Miners play a crucial role in the operation of so-called “proof of work” tokens such as bitcoin. They verify new blocks on blockchains, effectively taking on the role as guarantor that deals are trustworthy in a system that bypasses third parties such as banks and exchanges. In return for mining, they are rewarded with new tokens. Ether, the world’s second-biggest crypto token, recently moved away from the type of system that requires miners.

Many miners were enticed by ever-rising prices for coins. When the price of bitcoin crashed in 2021, companies poured money into buying mining equipment, including fast computers that suck up large amounts of power. Hut 8, a mining company, added 9,592 machines for mining in the first quarter of 2022, increasing its capacity by nearly a third.

The extra mining capacity has arrived on the market just as the price has tumbled, meaning miners are racing harder to win the token. Bitcoin’s total hashrate, the computing power directed towards mining, has increased by 57 per cent in the last year to a record 260 exahash — or quintillion — operations a second, according to Hashrate Index.

The high cost of energy has also caught many out and punctured miners’ ambitions. Miners race against each other to solve complex mathematical puzzles and earn bitcoin. They expend large amounts of energy regardless of whether or not they claim the bitcoin before their competitors. Argo admitted that energy costs for its Texas facility were nearly three times the average price for August.

That has been exacerbated by the threat of energy blackouts in the US. In July, Argo, Core Scientific and Riot Blockchain scaled back their Texas operations, as demand for energy threatened to overwhelm the power grid.

Line chart of Hashrate (exahash per second) showing Competition hots up in bitcoin mining

“The bottom line is the competition has been increasing recently, even though power costs are high and the bitcoin price is kind of stable . . . I think they are still profitable, but the profit spreads are shrinking,” said Chris Brendler, a senior research analyst at DA Davidson, an investment bank. He remains positive on some miners, including Stronghold Digital Mining, which has shed more than 95 per cent of its value in the past year.

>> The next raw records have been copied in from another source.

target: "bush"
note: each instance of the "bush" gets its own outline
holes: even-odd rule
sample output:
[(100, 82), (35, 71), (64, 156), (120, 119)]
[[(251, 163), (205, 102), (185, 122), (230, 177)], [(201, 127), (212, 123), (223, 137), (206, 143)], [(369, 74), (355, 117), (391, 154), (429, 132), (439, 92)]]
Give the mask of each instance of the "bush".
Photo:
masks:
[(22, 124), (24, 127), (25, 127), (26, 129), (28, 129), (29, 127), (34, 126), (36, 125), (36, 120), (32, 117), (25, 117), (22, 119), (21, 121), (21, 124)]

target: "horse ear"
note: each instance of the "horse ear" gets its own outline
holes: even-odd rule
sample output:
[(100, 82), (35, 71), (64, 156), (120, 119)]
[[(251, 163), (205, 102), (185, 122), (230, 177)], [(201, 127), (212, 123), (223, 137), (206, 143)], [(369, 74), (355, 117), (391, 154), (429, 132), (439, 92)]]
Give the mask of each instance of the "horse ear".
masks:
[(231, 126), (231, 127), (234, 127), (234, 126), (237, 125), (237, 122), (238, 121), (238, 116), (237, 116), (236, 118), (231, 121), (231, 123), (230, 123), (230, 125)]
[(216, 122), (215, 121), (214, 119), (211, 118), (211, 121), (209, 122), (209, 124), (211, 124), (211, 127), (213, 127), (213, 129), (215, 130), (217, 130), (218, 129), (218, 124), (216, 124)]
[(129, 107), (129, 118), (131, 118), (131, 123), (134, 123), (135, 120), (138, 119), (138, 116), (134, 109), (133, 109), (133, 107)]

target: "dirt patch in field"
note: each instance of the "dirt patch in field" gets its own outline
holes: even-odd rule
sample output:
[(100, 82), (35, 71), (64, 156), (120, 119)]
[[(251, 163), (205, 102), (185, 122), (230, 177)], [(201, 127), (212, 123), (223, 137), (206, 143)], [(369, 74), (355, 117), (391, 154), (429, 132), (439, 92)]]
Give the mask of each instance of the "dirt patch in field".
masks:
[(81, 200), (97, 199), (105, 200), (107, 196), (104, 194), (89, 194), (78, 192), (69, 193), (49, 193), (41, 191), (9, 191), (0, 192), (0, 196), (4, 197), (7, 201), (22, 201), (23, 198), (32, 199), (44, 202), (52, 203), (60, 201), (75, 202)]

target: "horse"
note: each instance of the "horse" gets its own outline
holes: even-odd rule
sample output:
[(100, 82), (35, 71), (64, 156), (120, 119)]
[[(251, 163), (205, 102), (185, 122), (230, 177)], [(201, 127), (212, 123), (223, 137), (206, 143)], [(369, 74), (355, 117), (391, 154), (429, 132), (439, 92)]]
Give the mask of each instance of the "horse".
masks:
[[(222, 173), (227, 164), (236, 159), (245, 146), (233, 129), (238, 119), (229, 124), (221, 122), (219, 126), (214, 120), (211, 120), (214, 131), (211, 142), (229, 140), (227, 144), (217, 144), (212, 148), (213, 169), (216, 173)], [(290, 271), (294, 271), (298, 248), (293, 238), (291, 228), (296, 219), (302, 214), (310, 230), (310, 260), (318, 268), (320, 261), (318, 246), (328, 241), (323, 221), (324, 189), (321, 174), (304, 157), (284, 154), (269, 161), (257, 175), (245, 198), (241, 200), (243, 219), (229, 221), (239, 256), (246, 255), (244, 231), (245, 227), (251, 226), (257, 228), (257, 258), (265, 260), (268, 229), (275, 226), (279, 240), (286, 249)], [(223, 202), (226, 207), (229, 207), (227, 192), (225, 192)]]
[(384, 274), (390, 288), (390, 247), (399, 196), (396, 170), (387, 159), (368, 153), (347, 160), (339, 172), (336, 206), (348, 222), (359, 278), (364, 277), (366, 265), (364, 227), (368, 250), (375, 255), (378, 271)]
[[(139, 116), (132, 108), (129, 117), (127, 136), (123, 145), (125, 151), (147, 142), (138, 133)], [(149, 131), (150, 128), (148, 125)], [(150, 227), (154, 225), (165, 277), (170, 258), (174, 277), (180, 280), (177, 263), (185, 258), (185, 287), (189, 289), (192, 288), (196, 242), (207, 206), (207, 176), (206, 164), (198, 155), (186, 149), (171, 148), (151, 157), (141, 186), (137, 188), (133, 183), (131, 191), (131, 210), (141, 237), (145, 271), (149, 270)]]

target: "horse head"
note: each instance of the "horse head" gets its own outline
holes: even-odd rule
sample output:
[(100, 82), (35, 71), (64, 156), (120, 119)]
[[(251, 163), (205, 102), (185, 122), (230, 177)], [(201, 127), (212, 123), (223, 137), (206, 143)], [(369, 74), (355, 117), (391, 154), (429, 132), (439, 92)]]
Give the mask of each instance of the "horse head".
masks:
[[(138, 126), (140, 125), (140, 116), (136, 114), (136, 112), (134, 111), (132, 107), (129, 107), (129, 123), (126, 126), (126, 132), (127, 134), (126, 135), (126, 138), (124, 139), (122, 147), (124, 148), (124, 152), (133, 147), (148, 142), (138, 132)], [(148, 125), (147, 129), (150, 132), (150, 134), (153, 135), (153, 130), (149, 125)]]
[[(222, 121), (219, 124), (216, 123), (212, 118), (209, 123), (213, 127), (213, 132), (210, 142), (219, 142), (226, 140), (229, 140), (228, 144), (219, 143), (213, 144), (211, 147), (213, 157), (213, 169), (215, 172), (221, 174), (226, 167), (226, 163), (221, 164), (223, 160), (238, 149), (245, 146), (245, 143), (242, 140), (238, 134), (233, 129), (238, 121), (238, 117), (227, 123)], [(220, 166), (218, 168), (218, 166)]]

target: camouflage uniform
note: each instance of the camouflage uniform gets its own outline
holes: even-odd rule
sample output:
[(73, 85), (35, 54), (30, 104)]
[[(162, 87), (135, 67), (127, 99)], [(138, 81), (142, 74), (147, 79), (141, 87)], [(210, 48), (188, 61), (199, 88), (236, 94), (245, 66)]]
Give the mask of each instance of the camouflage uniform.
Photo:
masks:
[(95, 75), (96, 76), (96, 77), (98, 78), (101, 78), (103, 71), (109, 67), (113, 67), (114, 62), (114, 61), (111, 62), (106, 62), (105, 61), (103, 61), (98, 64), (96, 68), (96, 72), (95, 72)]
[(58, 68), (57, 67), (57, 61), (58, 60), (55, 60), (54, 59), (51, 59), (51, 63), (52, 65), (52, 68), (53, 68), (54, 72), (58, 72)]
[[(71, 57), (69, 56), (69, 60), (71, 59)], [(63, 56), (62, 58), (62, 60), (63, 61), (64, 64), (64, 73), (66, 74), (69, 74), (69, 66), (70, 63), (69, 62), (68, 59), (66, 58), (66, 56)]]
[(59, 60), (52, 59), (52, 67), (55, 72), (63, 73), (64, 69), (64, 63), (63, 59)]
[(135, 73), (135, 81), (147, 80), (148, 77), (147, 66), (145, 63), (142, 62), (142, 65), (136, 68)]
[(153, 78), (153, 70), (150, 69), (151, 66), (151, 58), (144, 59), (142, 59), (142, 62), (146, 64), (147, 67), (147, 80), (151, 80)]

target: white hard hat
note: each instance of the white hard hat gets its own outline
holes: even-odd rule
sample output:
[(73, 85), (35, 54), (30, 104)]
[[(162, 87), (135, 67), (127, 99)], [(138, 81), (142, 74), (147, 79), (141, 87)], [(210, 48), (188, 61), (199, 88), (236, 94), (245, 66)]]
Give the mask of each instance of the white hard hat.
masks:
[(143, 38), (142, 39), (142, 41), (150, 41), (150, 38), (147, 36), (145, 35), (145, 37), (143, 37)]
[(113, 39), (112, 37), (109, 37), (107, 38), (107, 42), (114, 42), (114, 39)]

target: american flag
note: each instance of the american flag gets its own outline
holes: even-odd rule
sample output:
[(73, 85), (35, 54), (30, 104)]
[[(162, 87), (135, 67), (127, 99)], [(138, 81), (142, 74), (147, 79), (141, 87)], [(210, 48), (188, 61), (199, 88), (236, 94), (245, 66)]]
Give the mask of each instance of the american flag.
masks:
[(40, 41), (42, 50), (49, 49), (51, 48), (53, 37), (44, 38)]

Conditions may not improve in the short term. Since the Ethereum “Merge” in September made Ethereum mining effectively obsolete by switching to a different system for transaction verification, companies such as Hive and Hut 8 said they planned to fill their capacity with bitcoin mining.

Moreover, in less than two years the rewards for mining bitcoin is expected to halve, in a four-yearly event that is preset into bitcoin’s code.

“The only way for miners to increase their bitcoin production through the upcoming halving is to grow capacity much faster than their competitors,” said Jaran Mellerud, an independent crypto mining analyst.